Sunday 08 March -Mainly sunny with a few showers 20C. Drove 350km

Once again, we had a early start and eggs and bacon, I could get used to this! The car packed, we found some major roads to take us south, quickly heading generally towards Taumarunui.

We had to cover 'old ground' as we left Raglan as the idea of gravel roads didn't appeal so much today. We did take a slight diversion to go through Hamilton before joining the SH3 south. We had read a bit about a 'Kiwi House' in Otorohanga, so decided to go and visit. It was more than just Kiwis and was more like a bird park. In a darkened enclosure, we got to see two sorts of Kiwi rooting around in the undergrowth with a Morepork, a type of owl named for its call, flying around as well. Kiwis and Moreporks are nocturnal, so this is probably the only way we would be able to see these iconic birds.

The remainder of the park was full of birds, a vast majority introduced into the country in the last couple of hundred years. It is strange to think that until Europeans arrived, there were no mammals in New Zealand (with the exception of bats) and most of the birds were flightless ground living birds. Once settlers had introduced dogs, cats, stoats, ferrets and rats, the flightless birds were decimated and in some cases, such as the Moa, hunted to extinction.

One bird that we seem to see everywhere is the Pukeko, a strange looking blue and red bird the size of a chicken. Sadly, they are often by the side of busy roads with the obvious consequences.

Back on the road we passed the town of Te Kuiti and shortly turned off onto the SH4 to Taumarunui. We had contemplated staying here, but a walk around the town convinced us otherwise and we only stopped for lunch at an excellent cafe called Flax.

Our route south on the SH43 is also known as the Forgotten Highway, or is some books the Lost World Highway. Either way it is easy to see why it was named. The road goes into the some very remote areas, some of the last to be settled by incomers. The part of the journey down through the Tangarakau gorge is spectacular and beautiful, and is an unsurfaced road! In the middle of nowhere, we came across Joshua Morgans grave. He was a surveyor who fell sick with peritonitis and by the time help arrived, he was dead and buried where he died. He was responsible for the driving a route through the gorge and mountains for settler to use. Not long after this, the road passes through a single lane, unlit, rough stone tunnel, known at the Moki tunnel. Some way has put a sign up over the entrance saying 'Hobbit Hole'.
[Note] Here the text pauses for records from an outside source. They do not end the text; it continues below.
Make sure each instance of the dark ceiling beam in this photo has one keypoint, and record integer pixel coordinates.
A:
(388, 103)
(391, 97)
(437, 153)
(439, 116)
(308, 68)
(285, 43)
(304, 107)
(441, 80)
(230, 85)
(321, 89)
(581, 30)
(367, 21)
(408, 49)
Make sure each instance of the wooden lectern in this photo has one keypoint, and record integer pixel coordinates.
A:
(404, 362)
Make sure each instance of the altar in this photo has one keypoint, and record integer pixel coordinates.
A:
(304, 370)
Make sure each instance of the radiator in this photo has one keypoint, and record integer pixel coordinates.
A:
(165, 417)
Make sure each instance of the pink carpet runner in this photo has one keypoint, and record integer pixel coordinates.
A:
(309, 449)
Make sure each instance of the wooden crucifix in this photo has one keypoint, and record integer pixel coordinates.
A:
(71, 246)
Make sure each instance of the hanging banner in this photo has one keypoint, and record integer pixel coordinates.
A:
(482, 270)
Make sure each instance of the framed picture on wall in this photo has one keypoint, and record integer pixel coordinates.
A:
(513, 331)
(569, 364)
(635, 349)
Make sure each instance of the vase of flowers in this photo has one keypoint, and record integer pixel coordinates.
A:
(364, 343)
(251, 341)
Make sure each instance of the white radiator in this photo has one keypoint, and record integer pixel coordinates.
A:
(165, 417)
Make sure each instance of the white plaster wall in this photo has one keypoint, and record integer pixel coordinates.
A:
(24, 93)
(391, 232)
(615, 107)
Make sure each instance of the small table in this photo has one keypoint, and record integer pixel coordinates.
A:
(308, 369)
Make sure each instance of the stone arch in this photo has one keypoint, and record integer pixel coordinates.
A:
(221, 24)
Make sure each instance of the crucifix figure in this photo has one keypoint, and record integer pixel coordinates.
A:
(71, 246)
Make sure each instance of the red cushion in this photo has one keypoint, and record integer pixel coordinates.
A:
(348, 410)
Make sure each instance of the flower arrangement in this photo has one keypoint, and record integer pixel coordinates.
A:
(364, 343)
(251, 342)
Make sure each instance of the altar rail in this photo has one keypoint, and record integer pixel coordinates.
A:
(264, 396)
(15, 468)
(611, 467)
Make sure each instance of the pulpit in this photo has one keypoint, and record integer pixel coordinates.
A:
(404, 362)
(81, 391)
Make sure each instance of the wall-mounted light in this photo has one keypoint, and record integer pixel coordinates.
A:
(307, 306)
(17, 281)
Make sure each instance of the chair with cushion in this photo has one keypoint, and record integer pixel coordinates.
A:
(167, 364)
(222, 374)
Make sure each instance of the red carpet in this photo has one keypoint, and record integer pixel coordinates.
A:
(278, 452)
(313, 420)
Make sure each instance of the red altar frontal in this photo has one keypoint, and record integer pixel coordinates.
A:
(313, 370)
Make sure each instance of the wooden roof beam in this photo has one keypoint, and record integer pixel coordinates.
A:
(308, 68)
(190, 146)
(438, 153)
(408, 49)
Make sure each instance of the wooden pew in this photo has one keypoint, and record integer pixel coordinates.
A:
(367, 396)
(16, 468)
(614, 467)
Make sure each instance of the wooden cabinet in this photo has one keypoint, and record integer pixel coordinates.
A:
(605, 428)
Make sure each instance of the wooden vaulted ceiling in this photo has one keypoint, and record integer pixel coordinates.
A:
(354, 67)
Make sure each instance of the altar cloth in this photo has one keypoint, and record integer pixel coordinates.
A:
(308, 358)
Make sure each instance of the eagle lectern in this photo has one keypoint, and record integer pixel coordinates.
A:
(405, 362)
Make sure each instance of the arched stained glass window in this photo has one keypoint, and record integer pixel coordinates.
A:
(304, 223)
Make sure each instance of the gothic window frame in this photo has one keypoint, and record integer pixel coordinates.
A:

Once out of the gorge the road climbs over several saddles, or passes in amongst the wild hills. One odd place on the road is the 'Republic' of Whangamomona, a small town that declared independance after being moved from one district of NZ to another. It is possible to buy a local passport to assure safe passage through the area! The road is truly amazing and the the terrain that the road builders had to contend with is difficult to say the least. There are many signboards along the roadside describing their efforts and the lives of the settlers who moved there.

Finally, the small town of Stratford appeared graced by its mock Elizabethan clock tower in the middle of town. From here it was just a short journey down to the coast at New Plymouth where we discovered the Amber Court Motel.

Motel rooms in NZ are amazing, very comfortable, clean and very well equipped, usually with kitchens. They are highly recommended.

The call of Texas took us to dinner in town at a restaurant called the 'Lone Star', one of a chain in NZ. Should I ever visit one again, I need to be reminded not to eat for a few days prior to the visit as portions are gargantuan. The place was absolutely heaving, but the atmosphere was one of people out to enjoy themselves, and get absolutely stuffed!